Le jeudi 25 mai, à neuf heures et demie, il écrit de Versailles : « On entend encore le son du canon. » Ce soir-là même, ou le lendemain matin, il trouve moyen d’entrer dans Paris, et, le samedi 27, il fait passer deux lettres pour rassurer ses enfans sur lui et sur ses deux sœurs, qui étaient dans Paris et qui ont vu la mort de près.

Girard l’a vue d’aussi près, lui, avec quelques élèves, avec l’économe et le père Flan, qui sont restés dans le lycée, tandis que le quartier du Panthéon, muni de barricades, miné, était enlevé d’assaut par les chasseurs à pied[1]. Dans l’école voisine, Sainte-Barbe, quatre enfans, quelques surveillans étaient restés aussi, passant les nuits dans les caves, les jours sur les portes, dans les rues. L’angoisse de ces veillées, de ces furtives excursions entre les barricades, au sifflement des balles, tout cela a fait le sujet d’un admirable récit que tout le monde a lu : Dans la bataille. Car un des quatre enfans restés à Sainte-Barbe était Paul Bourget. Il était là, il a vu, il a souffert. Ce sont, dit-il, « les heures affreuses de ma jeunesse, où j’ai eu, adolescent, une trop précoce révélation de la férocité de la vie. »

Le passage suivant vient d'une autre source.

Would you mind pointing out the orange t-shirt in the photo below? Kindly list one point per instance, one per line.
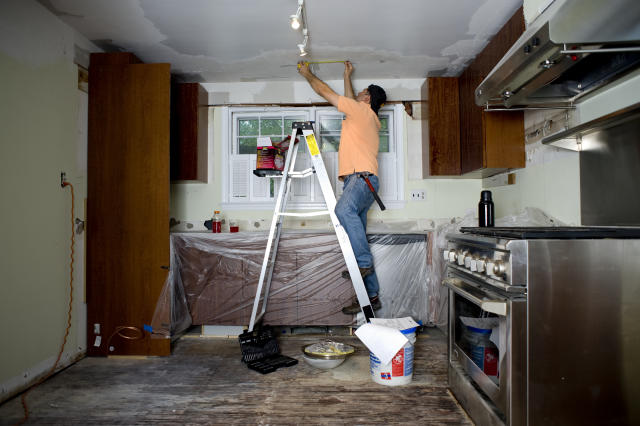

Quoi de plus poignant que son tableau du quartier Latin, dans les « lumineuses, tièdes journées de douceur printanière, » de mai 1871 ? Ce sont ces sortes de vacances générales, les rues vides de voiture », mais pleines de promeneurs, — de filles qui chantent en se donnant le bras, — les cafés pleins à déborder, — et tout autour le canon, le sifflement des balles. Aubert est arrivé vers la fin de ces scènes et quand les saturnales avaient tourné en sombre et sanglante tragédie.

« Grâce à Dieu, mes sœurs sont en sûreté et j’ai trouvé ma maison debout. On s’est battu deux jours autour de la maison de Caroline et, pour échapper aux balles, la pauvre femme a dû rester tout le temps sur un fauteuil, dans le coin de la salle

  1. M. Girard a fait la classe jusqu’au 22 mai.